Wednesday, March 26th, 2014

      Last time we introduced a physics concept known as torque and how it, together with modified gear ratios, can produce a mechanical advantage in devices whose motors utilize gear trains.   Now we’ll familiarize ourselves with torque’s mathematical formula, which involves some terminology, symbols, and concepts which you may not be familiar with, among them, vectors, and sin(ϴ).

Torque = Distance × Force × sin(ϴ)

      In this formula, Distance and Force are both vectors.   Generally speaking, a vector is a quantity that has both a magnitude — that is, any measured quantity associated with a vector, whether that be measured in pounds or inches or any other unit of measurement — and a direction.  Vectors are typically represented graphically in engineering and physics illustrations by pointing arrows.   The arrows are indicative of the directionality of the magnitudes involved.
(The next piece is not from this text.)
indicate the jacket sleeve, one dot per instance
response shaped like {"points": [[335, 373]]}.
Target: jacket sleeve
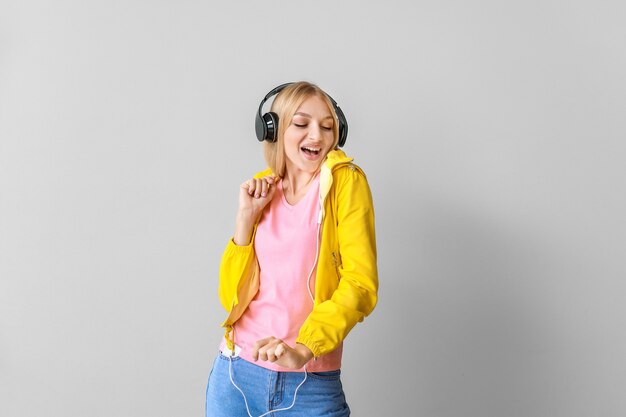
{"points": [[235, 263], [356, 294]]}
      Sin(ϴ), pronounced sine thay-tah, is a function found within a field of mathematics known as trigonometry , which concerns itself with the lengths and angles of triangles.   ϴ, or thay-tah, is a Greek symbol used to represent the angle present between the Force and Distance vectors as they interact to create torque.   The value of sin(ϴ) depends upon the number of degrees in the angle ϴ. Sin(ϴ) can be found by measuring the angle ϴ, entering its value into a scientific calculator, and pressing the Sin button.